Beacon Sports, a Massachusetts-based limited liability corporation, says on its website that it specializes in "the professional sports industry and related businesses."
Past franchises it has helped sell or acquire include the Montreal Canadiens and Tampa Bay Lightning.
The terms of the proposed lease are as follows:
- The team will lease the facility for 10 years, with two five-year extension options, with "an AA member club" of the Eastern League Minor League Baseball to play at the stadium. The name of the franchise will not be released until all approvals are secured.
- The city will increase the base rent 240 per cent to $257,000 annually, from $108,000, for the initial 10-year lease and the first five-year extension. That will, a release stated, "contribute significantly towards recovering various start-up costs in order to prepare the stadium for the spring of 2013."
- Beacon will put $2 million into the stadium for "player development improvements" and also lease a new scoreboard that would cost about $1 million.
- The city will spend $2.7 million for "various deferred lifecycle improvements" and another $3 million to upgrade the stadium to Minor League Baseball standards.
- Both parties would contribute equal, but so far undisclosed, amounts into a lifecycle reserve fund.
The stadium is currently used by The Fat Cats under a parent-group lease with the Ottawa Stadium Group that expires in March. The status of that team was not mentioned in the release.

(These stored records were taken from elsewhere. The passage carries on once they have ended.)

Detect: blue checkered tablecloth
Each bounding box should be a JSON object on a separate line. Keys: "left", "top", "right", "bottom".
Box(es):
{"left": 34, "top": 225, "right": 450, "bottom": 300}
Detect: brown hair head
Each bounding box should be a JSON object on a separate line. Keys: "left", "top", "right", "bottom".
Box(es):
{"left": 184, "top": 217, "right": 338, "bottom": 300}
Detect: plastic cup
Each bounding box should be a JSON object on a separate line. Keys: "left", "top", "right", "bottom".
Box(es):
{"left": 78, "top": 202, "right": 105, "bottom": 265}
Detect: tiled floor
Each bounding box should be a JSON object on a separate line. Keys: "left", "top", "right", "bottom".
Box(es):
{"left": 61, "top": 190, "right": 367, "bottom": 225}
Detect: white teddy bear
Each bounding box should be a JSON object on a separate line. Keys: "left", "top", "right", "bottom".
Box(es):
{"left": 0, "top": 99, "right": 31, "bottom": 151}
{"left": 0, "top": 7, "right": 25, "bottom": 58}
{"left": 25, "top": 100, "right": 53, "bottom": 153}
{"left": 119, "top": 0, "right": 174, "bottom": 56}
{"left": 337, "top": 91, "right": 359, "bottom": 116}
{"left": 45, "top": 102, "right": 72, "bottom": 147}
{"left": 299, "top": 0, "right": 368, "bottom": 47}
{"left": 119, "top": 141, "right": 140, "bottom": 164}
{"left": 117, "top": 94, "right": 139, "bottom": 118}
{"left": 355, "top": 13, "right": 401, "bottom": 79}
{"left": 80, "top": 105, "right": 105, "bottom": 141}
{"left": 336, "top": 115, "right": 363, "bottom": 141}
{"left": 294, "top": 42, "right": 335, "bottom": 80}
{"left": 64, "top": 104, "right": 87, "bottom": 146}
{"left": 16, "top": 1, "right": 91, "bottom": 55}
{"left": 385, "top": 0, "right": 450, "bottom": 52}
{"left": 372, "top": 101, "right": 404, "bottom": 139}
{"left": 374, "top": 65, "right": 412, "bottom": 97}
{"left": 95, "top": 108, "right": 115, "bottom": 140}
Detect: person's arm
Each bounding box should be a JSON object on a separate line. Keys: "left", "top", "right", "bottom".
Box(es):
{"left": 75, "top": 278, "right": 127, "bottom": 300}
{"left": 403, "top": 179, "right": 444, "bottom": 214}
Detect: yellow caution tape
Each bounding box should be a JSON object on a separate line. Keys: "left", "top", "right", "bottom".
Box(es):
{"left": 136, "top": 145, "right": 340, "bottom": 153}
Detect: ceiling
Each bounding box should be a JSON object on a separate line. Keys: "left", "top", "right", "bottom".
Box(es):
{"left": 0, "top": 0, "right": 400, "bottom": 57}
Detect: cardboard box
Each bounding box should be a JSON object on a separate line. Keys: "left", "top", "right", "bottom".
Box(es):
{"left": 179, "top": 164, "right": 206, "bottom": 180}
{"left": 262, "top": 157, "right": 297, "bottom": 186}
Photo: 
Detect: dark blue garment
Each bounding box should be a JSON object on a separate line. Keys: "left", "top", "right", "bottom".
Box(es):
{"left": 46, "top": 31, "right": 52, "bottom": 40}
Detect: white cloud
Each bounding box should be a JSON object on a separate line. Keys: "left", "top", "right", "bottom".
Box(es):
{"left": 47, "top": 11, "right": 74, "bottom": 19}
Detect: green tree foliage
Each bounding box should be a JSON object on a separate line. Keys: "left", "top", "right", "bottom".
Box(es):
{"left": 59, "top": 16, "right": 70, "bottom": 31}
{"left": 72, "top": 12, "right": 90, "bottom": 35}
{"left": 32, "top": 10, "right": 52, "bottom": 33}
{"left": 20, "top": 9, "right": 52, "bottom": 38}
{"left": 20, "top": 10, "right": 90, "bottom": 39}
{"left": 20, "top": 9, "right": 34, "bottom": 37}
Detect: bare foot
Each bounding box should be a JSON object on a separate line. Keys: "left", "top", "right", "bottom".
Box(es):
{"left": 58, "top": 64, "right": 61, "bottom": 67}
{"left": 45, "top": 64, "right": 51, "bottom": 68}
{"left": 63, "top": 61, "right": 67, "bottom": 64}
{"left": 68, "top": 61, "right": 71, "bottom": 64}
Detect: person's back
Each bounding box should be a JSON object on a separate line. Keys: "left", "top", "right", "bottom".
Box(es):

The report will go before the city's finance and economic development committee Feb. 16 and is expected to reach city council Feb. 22.
Beacon's interest in the stadium first became public in October, when its offer to lease the facility caused the city to seek expressions of interest.
It was a significant shift from city staff's position earlier in 2011, when they stated that baseball was not a sustainable use for the stadium.
"There is little or no current evidence to indicate that a purpose-built baseball stadium can be financially sustained in the long-term by reliance on a professional or semi-professional baseball being the predominant use for the facility," a report in March read.
"The financial viability of maintaining the stadium structure for the long-term will likely be dependent of the ability to attract a significant number of other customer paying events."
The March report recommended converting the stadium to a mixed-use facility for events, such as concerts.
The current tenant, OSG, was the only respondent to a December 2009 request by city staff for "best offers to lease" the stadium, which was awarded in March 2010.
The stadium was first built for the triple-A Ottawa Lynx, who played there from 1992 until poor attendance caused the franchise to move out of the city after the 2008 season. The Ottawa Rapidz then used the facility for a season, until they folded.